# So, I think I'd like a lever. Advice..?



## spune (Oct 3, 2011)

Hello folks,

So, I've come to the realisation that I can't really accommodate anything like a Brewtus/alternative higher end espresso machine at the moment due to space restrictions in the kitchen.

However, I'd like to experiment a little with lever machines.

Can anyone recommendations for a beginner?

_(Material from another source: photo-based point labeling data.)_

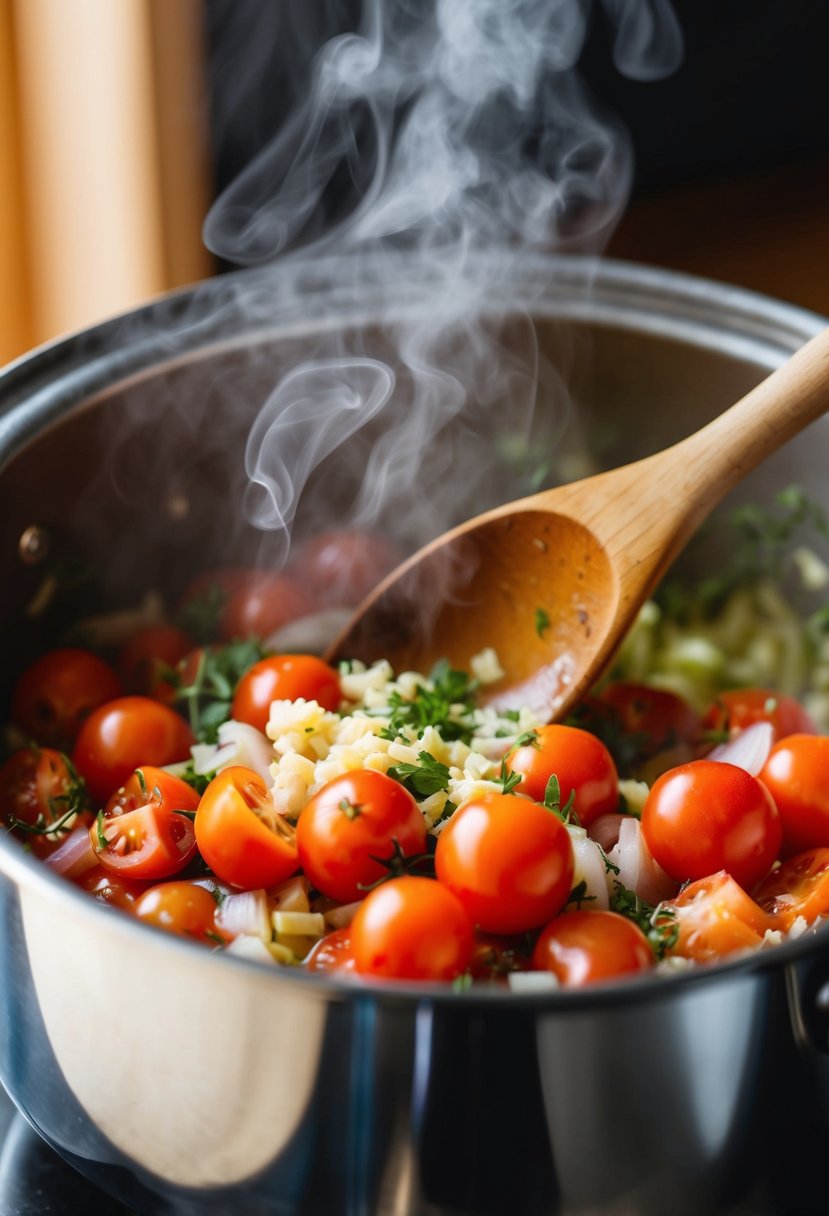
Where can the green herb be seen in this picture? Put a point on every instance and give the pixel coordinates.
(426, 777)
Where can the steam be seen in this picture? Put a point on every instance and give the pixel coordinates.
(444, 140)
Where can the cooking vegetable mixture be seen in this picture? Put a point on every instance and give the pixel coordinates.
(209, 780)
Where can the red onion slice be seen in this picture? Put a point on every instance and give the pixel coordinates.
(749, 749)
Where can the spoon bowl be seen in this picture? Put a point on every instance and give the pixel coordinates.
(553, 581)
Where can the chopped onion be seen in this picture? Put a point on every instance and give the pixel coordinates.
(749, 749)
(75, 855)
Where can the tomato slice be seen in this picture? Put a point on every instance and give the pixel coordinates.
(150, 842)
(800, 887)
(716, 917)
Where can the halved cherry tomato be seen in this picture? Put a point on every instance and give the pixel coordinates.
(351, 826)
(716, 917)
(124, 733)
(146, 658)
(705, 816)
(507, 860)
(55, 696)
(738, 708)
(181, 907)
(240, 833)
(796, 775)
(332, 953)
(800, 887)
(283, 677)
(150, 842)
(579, 760)
(40, 792)
(412, 929)
(585, 947)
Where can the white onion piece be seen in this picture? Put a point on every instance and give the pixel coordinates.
(749, 749)
(637, 870)
(605, 829)
(311, 634)
(74, 856)
(588, 868)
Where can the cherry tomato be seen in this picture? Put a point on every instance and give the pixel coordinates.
(342, 567)
(39, 788)
(332, 953)
(800, 887)
(585, 947)
(150, 784)
(147, 657)
(715, 917)
(351, 826)
(123, 735)
(412, 929)
(581, 763)
(240, 833)
(733, 710)
(658, 719)
(150, 842)
(283, 677)
(507, 860)
(796, 775)
(54, 697)
(181, 907)
(705, 816)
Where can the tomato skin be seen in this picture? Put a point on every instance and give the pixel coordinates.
(332, 953)
(37, 786)
(588, 946)
(181, 907)
(411, 929)
(738, 708)
(123, 735)
(349, 823)
(148, 843)
(796, 775)
(283, 677)
(580, 761)
(240, 833)
(705, 816)
(800, 887)
(507, 860)
(716, 917)
(52, 698)
(148, 654)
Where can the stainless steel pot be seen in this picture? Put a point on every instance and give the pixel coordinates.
(190, 1082)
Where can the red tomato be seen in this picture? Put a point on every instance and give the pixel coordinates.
(38, 788)
(122, 736)
(283, 677)
(54, 697)
(585, 947)
(240, 833)
(581, 763)
(153, 786)
(800, 887)
(507, 860)
(705, 816)
(659, 719)
(332, 953)
(350, 826)
(733, 710)
(343, 567)
(181, 907)
(150, 842)
(146, 658)
(796, 775)
(716, 917)
(412, 929)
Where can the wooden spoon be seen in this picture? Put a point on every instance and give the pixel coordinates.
(553, 581)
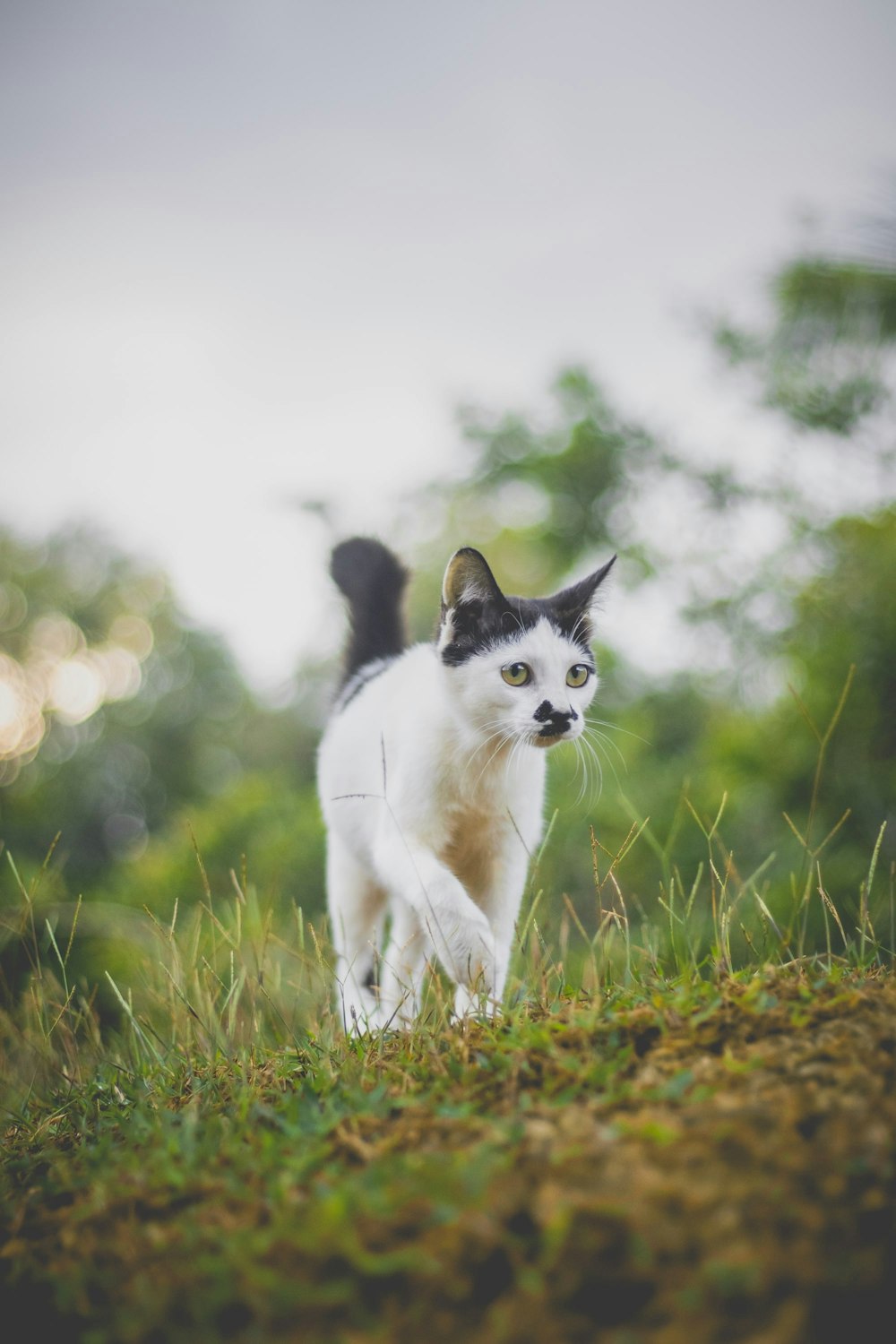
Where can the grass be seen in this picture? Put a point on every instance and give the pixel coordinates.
(678, 1128)
(681, 1128)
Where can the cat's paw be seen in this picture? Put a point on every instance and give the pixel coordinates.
(469, 953)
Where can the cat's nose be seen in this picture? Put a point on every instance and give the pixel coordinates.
(557, 720)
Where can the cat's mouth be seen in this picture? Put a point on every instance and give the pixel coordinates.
(548, 738)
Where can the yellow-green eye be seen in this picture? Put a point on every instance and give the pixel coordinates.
(516, 674)
(578, 675)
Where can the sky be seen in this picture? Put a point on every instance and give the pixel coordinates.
(260, 253)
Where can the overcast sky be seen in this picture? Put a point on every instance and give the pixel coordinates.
(260, 252)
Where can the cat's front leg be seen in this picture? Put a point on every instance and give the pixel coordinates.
(460, 932)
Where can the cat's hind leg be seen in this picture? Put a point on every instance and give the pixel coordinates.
(403, 967)
(357, 910)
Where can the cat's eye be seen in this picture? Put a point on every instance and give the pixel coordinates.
(578, 675)
(516, 674)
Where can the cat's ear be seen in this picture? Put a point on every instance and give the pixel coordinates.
(468, 580)
(573, 605)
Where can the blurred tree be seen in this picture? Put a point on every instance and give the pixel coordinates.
(115, 709)
(823, 357)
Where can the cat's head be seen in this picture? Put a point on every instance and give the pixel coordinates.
(521, 668)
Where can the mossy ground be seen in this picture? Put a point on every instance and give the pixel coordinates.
(696, 1161)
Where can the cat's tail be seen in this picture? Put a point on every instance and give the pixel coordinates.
(374, 581)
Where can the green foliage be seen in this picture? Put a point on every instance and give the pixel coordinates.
(820, 359)
(120, 711)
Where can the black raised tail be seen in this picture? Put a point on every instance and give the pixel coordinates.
(373, 581)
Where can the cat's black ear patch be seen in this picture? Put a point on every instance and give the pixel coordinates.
(473, 607)
(468, 580)
(571, 607)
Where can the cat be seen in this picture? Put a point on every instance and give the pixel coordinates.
(432, 776)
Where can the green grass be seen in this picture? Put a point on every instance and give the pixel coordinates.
(199, 1152)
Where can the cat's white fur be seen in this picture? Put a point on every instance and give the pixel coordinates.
(432, 784)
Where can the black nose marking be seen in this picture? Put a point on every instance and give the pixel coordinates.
(555, 720)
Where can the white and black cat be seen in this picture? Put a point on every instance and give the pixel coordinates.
(432, 777)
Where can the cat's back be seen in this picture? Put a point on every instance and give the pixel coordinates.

Budget would be £300 max, with the option to steam as well as brew espresso.

Many thanks!


----------



## coffeechap (Apr 5, 2012)

how about a la pavoni professional, bigger bolier and pressure guage over the europiccola, shame you didnt grab my gaggia achille as they are a really good lever at that money too. Pontevecchio lusso can be had for around 300 as well.


----------



## spune (Oct 3, 2011)

I know, really unfortunate I didn't get in on that. Thank you for the advice though, I'll keep my eyes peeled on the For Sale section for a bargain! They seem good fun and the best coffee I've had has come from a lever.


----------



## charris (Feb 17, 2014)

Coffeechap, when will have another achille for sale?


----------



## Orangertange (Jul 4, 2013)

Hey spune where abouts are you, have a pavoni that's in need of of new home, you can have for £250 including torr tamper


----------



## spune (Oct 3, 2011)

I live on the South Coast - Bognor Regis. And you? Is it a Professional?


----------



## Orangertange (Jul 4, 2013)

No it's a europiccola, millennium, not sure of the advantage of having a bigger boiler on a la pavoni as you can only get a couple of three shots before letting it cool, anyway here's a photo


----------



## spune (Oct 3, 2011)

Very interested! Where are you based?

May I ask it's condition and age, cleaning routine etc?


----------



## Orangertange (Jul 4, 2013)

Serviced at Xmas, used for about a month after that then got a l1, when I had it open said something about 08 underneath, but not sure if this is manufacturing date, can tell you it's defiantly post millennium because it has a 51mm basket and poly not brass inside the group, (cools down faster) comes with all original accessories but pf has been made naked, also a Crome drip tray (from pro) and torr with I think sand blasted

but unfortunately live quite a way from you in Suffolk, but could work something out


----------



## The Systemic Kid (Nov 23, 2012)

Orangertange said:


> Hey spune where abouts are you, have a pavoni that's in need of of new home, you can have for £250 including torr tamper


If you are going to sell your Pavoni - please check the for sale rules and open a for sale thread in that thread. Thanks.


----------



## spune (Oct 3, 2011)

That is a wee way.

Thank you for the offer; I'll look out in the For Sale section.


----------